A Step Back in Labor Productivity

By at 7 November, 2019, 3:02 pm

by Raymond J. Keating-

The U.S. Bureau of Labor Statistics has reported that nonfarm business sector labor productivity decreased 0.3 percent in the third quarter of 2019.

At the same time, it must be noted that productivity changes can be quite volatile form quarter to quarter.

This third quarter decline comes after two robust quarterly increases of 2.8 percent in the second quarter and 3.6 percent in the first quarter. (As noted by the BLS, “Labor productivity, or output per hour, is calculated by dividing an index of real output by an index of hours worked by all persons, including employees, proprietors, and unpaid family workers.”)
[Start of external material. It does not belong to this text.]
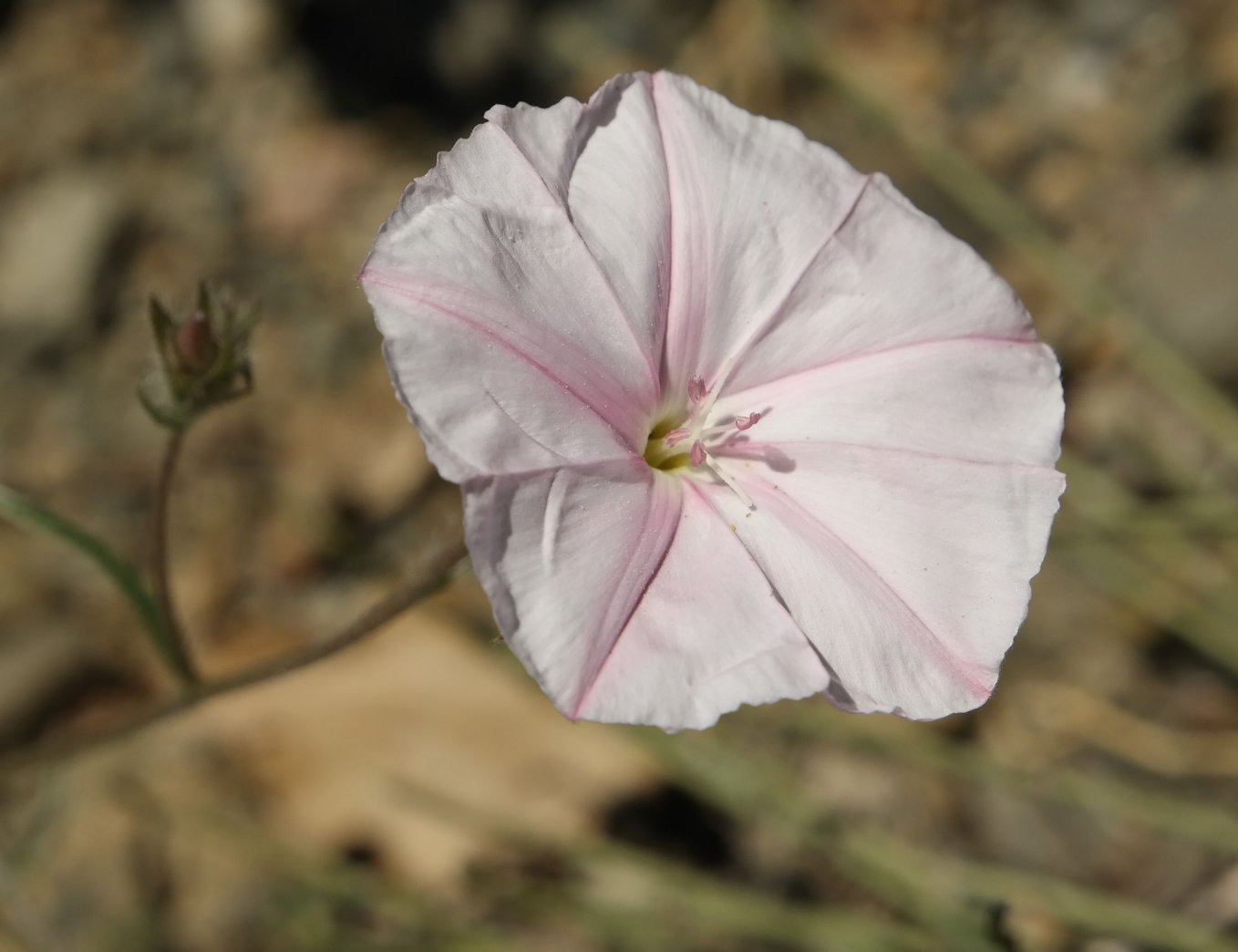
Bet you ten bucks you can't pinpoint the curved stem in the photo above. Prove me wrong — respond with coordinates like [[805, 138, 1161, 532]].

So, thus far, the three quarter average for productivity growth in 2019 registers 2 percent. That runs ahead of the poor stretch of productivity experienced from 2006 to 2018, with a 1.3 percent average. But over the long haul, productivity growth averaged 2.3 percent during the post-World-War-II era to 2005.

It’s important to keep in mind that productivity matters because compensation in the marketplace is tied to productivity, as is, by the way, profitability. In turn, productivity is enhanced by investments in tools, equipment, technology, efficiencies, process improvements, education, skills, etc.

Therefore, one should expect to see enhanced productivity when business investment grows strongly – as was the case from the second quarter 2016 to the first quarter 2019 – and productivity suffers when investment falters. So, the recent decline in business investment experienced during the second and third quarters of this year warrant watching.

For all concerned about economic, productivity and income growth, policy costs and uncertainties must be reduced to incentivize investment.

Raymond J. Keating is chief economist for the Small Business & Entrepreneurship Council.